O’Hagan: I have just realised that on the rare occasions on which the High Llamas play, the lineup will in almost certainly vary from a previous show. I suppose it varies to suit the demands of the show, and who is not working or in other bands. The last shows were Here Come The Rattling Trees performances at the Tristan Bates Theatre. Pete, Jon, Sean, Marcus and Nick Allum on drums with Rob taking over on the last show. Very quiet band, 12-string guitar, Wurlitzer, nylon-string guitar and vocals.
Previous to that I was commissioned by the London Animation Festival to write music for five 10-minute films featuring Felix The Cat (original prints from 1910). The band changed again. We performed the piece at the Cork Festival with a four-piece band: Pete, Marcus Sean and Dom this time adding marimbas.

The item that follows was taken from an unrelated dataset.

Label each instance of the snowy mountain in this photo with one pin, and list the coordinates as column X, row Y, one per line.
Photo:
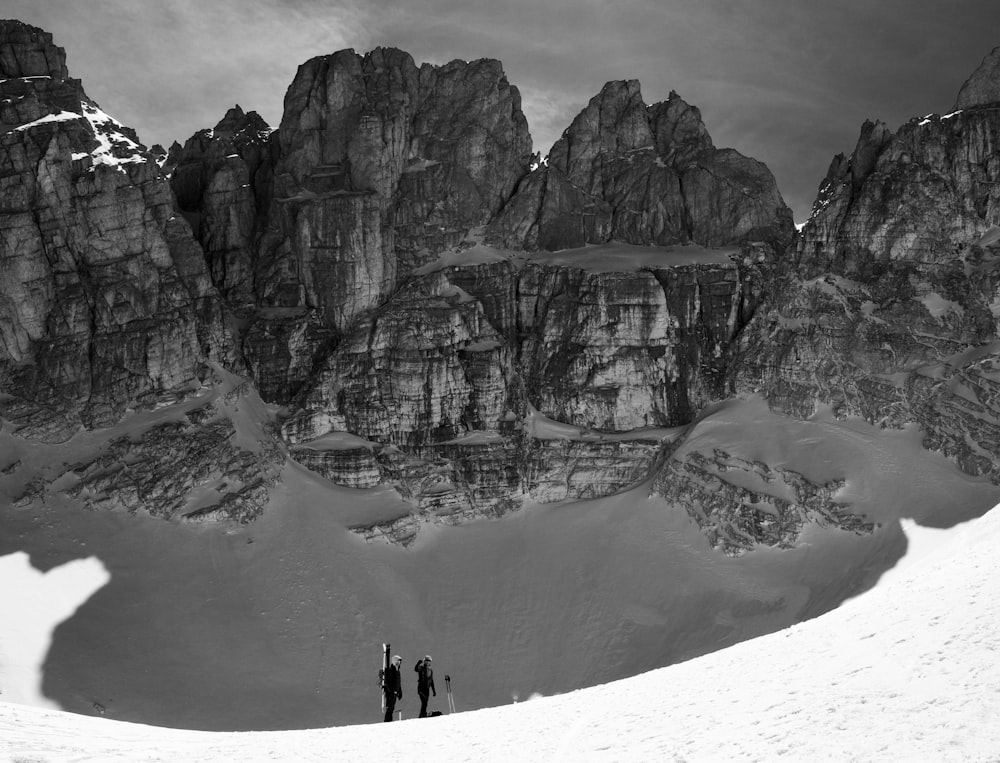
column 381, row 375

Way back in the Hawaii days, we were known to have a brass quartet plus a string quartet as well as a six-piece band. I think when we played the Queen Elizabeth Hall for the Musical Painting performances, it was this near orchestral lineup. I remember playing a French tour with two guitars (12 and nylon), drums and organ. All singing, of course, and another Bruxelles show with vibes, nylon, drums and Wurlitzer plus the spinning paintings. I think Marcus and Sean have played nylon-guitar and cello shows, and yes, a drums/bass/Wurlitzer/nylon quartet. I sat as I had a broken ankle at the time. We had a phase of poor old Rob playing with head phones to click tracks when we had electronics popping all over the place like popcorn in a saucepan.

Recently I was treated to Alex Von Mehren putting together a Norwegian High Llamas for four songs in Bergen at the launch of Alex’s Aeropop remix project. Always a nightmare for sound engineers (when we did not travel with our own) We played so quietly that it would confuse techs all over the world … with exception of Japan.

Last show: Sean at Club Integral, solo. Nylon guitar and piano. The jack to jack was breaking up, so I ditched the line and walked into the audience and went a-wandering, singing to the air and playing like a strolling minstrel. The audience stayed, thank heavens.